Days before the inauguration of Iranian president Ebrahim Raisi, a disciple of Iran’s supreme leader, outlets had reported that Foreign Minister Mohammad Javad Zarif would leave his post. However, Raisi has now picked his successor, Hussein Amir-Abdollahian, a conservative diplomat.

Throughout his years of work, Zarif faced attacks from two sides. In Iran, he was under pressure from conservatives and branded as pro-Western by them. Abroad, he was under attack from human rights activists over Iran’s judiciary sentences and major powers over the country’s nuclear program and its activity in the Middle East. 

 

Many analysts believed that Zarif is the best diplomat in Iran, experienced and capable, and no amount of disputation can obscure that. Zarif is also well-known as a seasoned diplomat in America’s political environment. Zarif, who spent about twenty years in the United States wears no tie and speaks English fluently with an American accent.

Zarif has put aside the confrontational language that is typically used by Iranian officials against the West, instead preferring to use his own brand of “smile diplomacy” to achieve impressive progress for Iran in its nuclear talks with major powers in 2015. During the talks, he hid all concerns behind the smile that he warmly welcomed negotiators with.

“You should always smile in diplomacy, but you should never forget you are talking to an enemy,” Zarif put it in his 2013 memoir.

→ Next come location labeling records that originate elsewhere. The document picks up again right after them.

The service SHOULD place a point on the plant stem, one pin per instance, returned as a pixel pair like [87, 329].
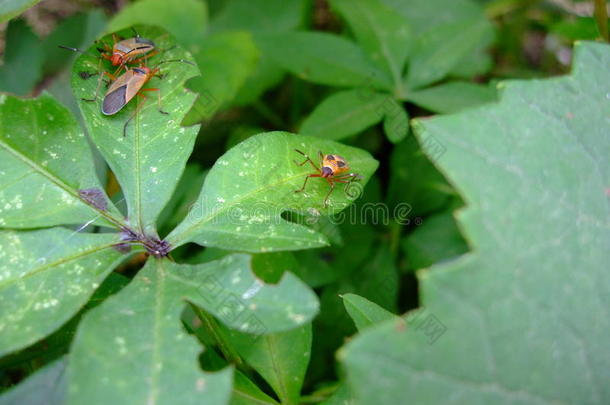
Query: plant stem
[212, 327]
[601, 18]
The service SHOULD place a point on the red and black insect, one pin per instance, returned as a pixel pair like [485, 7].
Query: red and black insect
[333, 168]
[127, 86]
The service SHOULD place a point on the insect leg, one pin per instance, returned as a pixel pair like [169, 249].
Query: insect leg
[307, 159]
[332, 187]
[305, 183]
[99, 82]
[138, 108]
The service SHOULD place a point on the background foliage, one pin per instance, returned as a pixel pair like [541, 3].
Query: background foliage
[175, 263]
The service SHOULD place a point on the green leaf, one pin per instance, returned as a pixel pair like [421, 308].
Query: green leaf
[149, 154]
[341, 396]
[12, 8]
[187, 21]
[281, 359]
[46, 386]
[251, 185]
[22, 68]
[416, 186]
[47, 174]
[183, 197]
[437, 239]
[138, 350]
[383, 34]
[438, 51]
[245, 392]
[395, 121]
[323, 58]
[46, 276]
[345, 113]
[363, 312]
[535, 290]
[229, 290]
[453, 96]
[259, 15]
[451, 35]
[227, 59]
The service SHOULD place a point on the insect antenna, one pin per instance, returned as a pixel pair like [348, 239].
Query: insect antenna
[69, 48]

A journalism study published in May 2020 by Julia Sonnevend and Yuval Katz details how Zarif relied on a “charm offensive” as a public relations strategy to shift Iran’s reputation in a positive direction during nuclear talks. The authors stressed,

Zarif focused on the future in contrast to the confusing past; he aimed at a calm and narrowly focused process of negotiations and preferred closed-door discussions among experts and one-on-one conversations with Secretary of State [John] Kerry over public press conferences. He warmly welcomed photographers with smiles and presented a persistent readiness for “friendly” interaction. Western journalists enthusiastically covered these “unexpected” features of the Iranian diplomacy, and ultimately helped Zarif achieve a favorable international media environment conducive to making the deal.

Zarif also developed direct contacts with American officials—a political taboo in Iran—while Iran’s hardliners lambasted him for talking directly to American politicians.

Over a decade ago, Zarif, as Iran’s ambassador to the United Nations, met some American politicians and senators privately. The New Yorker wrote that Joe Bien, in his senate days, met with Zarif. “Zarif is a tough advocate, but he is also pragmatic, not dogmatic,” Biden said, “He can play an important role in helping to resolve our significant differences with Iran peacefully.”   

In 2019, Politico reported that Senator Dianne Feinstein (D-CA) had dinner—arranged in consultation with the U.S. State Department—with the Iranian foreign minister when Zarif was in the United States. The controversial meeting increased criticism from Iran’s hardliners against him.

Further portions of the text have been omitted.